Conspiracy theories also give individuals a sense of community by bringing together those who share the same beliefs. When conspiracy theorists are in a community of like-minded people, there is the feeling of being the “holder of privileged knowledge.” Not only does coming up with a reason behind an otherwise unexplainable situation satisfy the instinctual feeling to explain everything, but it also provides people with a sense of control over their lives and allows for them to join an exclusive community that helps boost their self-esteem. 

It’s safe to say that the media adds fuel to the fire.

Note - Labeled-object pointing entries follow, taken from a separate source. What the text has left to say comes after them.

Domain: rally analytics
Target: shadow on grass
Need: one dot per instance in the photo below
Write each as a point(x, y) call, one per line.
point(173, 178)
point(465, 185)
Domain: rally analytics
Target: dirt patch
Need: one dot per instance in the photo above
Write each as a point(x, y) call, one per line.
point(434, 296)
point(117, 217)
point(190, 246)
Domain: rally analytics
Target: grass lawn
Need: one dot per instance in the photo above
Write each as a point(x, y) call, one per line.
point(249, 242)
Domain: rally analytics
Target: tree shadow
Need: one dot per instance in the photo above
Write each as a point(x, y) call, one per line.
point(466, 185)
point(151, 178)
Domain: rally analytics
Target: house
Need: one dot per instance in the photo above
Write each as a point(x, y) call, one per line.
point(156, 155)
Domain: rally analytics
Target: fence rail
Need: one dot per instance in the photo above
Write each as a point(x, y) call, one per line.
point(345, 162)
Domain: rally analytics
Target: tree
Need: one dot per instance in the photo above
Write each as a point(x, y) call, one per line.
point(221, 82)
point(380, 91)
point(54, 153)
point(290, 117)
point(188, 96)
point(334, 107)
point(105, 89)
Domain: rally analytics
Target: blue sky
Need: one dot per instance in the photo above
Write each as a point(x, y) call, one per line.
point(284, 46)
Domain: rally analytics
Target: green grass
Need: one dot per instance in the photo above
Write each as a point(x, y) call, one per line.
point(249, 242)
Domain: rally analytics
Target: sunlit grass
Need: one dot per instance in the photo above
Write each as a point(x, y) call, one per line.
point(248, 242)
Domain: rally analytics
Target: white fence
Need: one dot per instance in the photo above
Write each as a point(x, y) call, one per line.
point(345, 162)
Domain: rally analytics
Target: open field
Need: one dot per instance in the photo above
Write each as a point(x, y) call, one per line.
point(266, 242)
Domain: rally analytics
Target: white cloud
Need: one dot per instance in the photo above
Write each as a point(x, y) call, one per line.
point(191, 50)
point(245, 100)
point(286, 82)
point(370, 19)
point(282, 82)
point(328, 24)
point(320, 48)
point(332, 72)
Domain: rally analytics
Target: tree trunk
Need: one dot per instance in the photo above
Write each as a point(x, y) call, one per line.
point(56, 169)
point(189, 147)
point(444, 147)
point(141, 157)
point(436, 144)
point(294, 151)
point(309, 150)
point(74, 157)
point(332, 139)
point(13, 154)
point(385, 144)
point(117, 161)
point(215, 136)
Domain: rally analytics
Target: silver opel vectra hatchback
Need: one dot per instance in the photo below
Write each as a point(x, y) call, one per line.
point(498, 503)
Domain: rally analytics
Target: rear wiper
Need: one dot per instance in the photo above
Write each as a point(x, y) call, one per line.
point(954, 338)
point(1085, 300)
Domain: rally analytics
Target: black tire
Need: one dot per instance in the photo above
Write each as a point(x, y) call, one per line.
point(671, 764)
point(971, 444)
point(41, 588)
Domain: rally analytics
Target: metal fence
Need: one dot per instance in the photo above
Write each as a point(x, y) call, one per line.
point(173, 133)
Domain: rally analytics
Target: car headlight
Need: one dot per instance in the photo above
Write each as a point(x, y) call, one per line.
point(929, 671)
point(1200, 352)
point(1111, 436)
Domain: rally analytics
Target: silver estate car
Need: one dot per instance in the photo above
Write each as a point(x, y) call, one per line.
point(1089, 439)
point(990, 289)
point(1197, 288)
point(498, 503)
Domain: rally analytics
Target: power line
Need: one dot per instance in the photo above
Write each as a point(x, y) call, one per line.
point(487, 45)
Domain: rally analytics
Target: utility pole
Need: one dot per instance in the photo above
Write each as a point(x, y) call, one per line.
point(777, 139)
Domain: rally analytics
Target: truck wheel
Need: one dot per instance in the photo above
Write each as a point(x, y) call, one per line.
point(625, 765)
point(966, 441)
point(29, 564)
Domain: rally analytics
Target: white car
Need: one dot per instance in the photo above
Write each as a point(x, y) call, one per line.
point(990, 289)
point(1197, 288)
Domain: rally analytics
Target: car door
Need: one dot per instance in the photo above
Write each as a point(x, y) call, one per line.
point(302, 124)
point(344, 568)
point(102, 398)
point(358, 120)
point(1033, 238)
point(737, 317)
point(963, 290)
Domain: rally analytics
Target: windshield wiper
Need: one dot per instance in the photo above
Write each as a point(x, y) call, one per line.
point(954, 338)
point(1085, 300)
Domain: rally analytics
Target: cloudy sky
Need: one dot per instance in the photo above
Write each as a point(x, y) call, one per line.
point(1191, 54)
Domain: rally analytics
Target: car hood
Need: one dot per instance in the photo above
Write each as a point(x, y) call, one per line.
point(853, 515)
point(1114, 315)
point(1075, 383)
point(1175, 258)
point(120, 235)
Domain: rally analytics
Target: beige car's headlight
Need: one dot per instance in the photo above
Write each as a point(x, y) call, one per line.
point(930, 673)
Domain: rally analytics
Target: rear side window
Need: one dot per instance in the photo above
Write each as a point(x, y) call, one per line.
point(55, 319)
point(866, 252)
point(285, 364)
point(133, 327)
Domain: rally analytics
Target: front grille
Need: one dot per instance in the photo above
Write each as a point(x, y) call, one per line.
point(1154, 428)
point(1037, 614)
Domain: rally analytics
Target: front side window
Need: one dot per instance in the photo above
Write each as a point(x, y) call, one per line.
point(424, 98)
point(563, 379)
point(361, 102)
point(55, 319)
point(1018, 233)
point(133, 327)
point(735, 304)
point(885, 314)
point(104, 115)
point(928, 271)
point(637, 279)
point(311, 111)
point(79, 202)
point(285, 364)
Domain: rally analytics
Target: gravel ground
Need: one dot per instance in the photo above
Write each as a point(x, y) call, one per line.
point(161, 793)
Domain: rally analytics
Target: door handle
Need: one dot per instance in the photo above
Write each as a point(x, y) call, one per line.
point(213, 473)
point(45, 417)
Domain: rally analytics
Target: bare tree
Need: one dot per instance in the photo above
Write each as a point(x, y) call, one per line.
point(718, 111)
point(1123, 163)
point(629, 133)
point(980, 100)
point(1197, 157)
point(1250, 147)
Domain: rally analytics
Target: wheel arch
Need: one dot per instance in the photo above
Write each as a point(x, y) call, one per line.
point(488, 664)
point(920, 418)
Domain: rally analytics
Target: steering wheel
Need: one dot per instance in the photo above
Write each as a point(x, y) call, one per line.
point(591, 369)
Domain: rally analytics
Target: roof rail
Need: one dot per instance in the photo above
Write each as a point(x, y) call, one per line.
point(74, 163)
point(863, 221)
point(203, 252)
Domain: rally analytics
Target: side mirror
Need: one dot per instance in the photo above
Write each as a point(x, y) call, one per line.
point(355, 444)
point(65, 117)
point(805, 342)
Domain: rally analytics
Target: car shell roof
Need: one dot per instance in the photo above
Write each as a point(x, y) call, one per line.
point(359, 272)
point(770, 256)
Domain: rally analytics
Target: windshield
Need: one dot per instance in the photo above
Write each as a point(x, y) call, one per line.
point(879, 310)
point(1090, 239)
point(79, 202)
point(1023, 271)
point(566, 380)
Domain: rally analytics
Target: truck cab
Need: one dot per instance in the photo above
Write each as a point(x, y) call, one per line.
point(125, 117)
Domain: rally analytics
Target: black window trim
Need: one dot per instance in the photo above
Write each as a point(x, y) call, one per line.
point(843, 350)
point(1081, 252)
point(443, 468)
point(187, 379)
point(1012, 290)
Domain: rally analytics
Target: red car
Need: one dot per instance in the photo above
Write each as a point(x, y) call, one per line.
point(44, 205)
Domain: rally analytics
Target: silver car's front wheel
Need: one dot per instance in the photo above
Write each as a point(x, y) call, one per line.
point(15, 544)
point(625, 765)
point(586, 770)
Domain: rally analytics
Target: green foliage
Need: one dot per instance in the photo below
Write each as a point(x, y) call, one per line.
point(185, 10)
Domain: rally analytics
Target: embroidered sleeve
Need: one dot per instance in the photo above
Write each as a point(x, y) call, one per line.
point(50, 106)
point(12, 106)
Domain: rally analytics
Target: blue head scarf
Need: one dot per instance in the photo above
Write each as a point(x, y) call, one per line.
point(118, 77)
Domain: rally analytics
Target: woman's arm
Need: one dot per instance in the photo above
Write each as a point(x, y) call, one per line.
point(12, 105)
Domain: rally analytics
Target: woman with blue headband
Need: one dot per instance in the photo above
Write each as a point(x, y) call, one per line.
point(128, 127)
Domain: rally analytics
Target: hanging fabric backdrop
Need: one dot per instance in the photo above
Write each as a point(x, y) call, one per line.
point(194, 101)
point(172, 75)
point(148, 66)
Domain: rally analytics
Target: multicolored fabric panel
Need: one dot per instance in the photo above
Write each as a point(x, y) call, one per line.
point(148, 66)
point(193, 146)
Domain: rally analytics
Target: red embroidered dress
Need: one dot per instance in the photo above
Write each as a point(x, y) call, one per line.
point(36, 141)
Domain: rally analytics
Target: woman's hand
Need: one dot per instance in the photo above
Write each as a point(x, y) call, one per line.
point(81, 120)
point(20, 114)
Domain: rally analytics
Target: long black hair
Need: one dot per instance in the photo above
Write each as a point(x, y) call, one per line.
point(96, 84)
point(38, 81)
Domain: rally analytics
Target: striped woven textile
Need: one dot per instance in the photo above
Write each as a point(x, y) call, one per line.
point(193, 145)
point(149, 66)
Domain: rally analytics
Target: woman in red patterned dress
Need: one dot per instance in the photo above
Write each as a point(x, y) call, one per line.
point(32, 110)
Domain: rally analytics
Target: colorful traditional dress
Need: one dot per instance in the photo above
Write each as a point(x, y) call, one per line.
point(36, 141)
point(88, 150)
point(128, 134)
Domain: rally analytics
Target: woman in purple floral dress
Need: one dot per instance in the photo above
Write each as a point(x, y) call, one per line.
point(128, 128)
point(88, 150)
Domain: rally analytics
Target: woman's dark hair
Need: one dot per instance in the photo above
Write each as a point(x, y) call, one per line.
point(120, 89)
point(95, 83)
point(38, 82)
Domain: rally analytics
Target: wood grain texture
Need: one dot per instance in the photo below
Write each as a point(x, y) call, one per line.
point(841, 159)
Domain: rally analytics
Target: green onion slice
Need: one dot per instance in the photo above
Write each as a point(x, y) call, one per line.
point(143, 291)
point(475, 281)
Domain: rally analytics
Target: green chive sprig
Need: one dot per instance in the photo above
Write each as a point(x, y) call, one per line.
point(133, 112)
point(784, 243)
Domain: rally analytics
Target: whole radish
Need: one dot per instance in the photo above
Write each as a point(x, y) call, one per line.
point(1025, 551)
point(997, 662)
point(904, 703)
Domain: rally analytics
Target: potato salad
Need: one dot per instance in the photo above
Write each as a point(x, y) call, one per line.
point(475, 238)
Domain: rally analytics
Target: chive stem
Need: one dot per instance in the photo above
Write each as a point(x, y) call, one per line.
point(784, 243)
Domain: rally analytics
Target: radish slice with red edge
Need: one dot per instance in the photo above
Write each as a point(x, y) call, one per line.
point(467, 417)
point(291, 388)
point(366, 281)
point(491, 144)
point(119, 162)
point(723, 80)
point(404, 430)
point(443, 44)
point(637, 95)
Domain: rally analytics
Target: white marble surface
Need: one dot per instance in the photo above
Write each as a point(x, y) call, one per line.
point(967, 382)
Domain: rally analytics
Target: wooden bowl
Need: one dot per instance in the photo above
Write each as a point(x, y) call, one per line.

For starters, the Illusory Truth Effect makes people more likely to believe false information, playing a crucial role in the spread of misinformation. 

“If we are exposed to the same information multiple times we become more likely to believe it is true, even if those exposures do not come with any form of evidence, and even if it seems to contradict other things that we know,” said Dr. Benjamin C Storm, Associate Professor and Cognitive Area Head of University of California, Santa Cruz. “When people are constantly exposing themselves to information on social media and the internet, they may do so in a way that leads them to become susceptible to conspiracy theories because over time that information starts to look more and more likely to be true, even though it isn’t.” 

The societal understanding of news also influences how much people believe in conspiracy theories. “Because commonly held standards for understanding news is declining, making it increasingly more difficult to determine the credibility of information, the internet has become particularly vulnerable to the spread of disinformation,” concludes Forbes writer Rebecca Heilweil in How Internet Conspiracy Theories Go Viral – And Get People To Believe Them, Too. She also says, “Conspiracy theories are born from growing suspicion that institutions like the government and the mainstream media cannot be trusted.” 

Conspiracy theories and other wild ideologies are abundant on the internet; to say the least, they’re everywhere. It’s inevitable that in every article lies bias, but looking at multiple articles  can help reduce the level of bias or inaccurate information consumed. Only by doing so can people formulate an opinion that is completely theirs, instead of believing a theory that isn’t inherently true.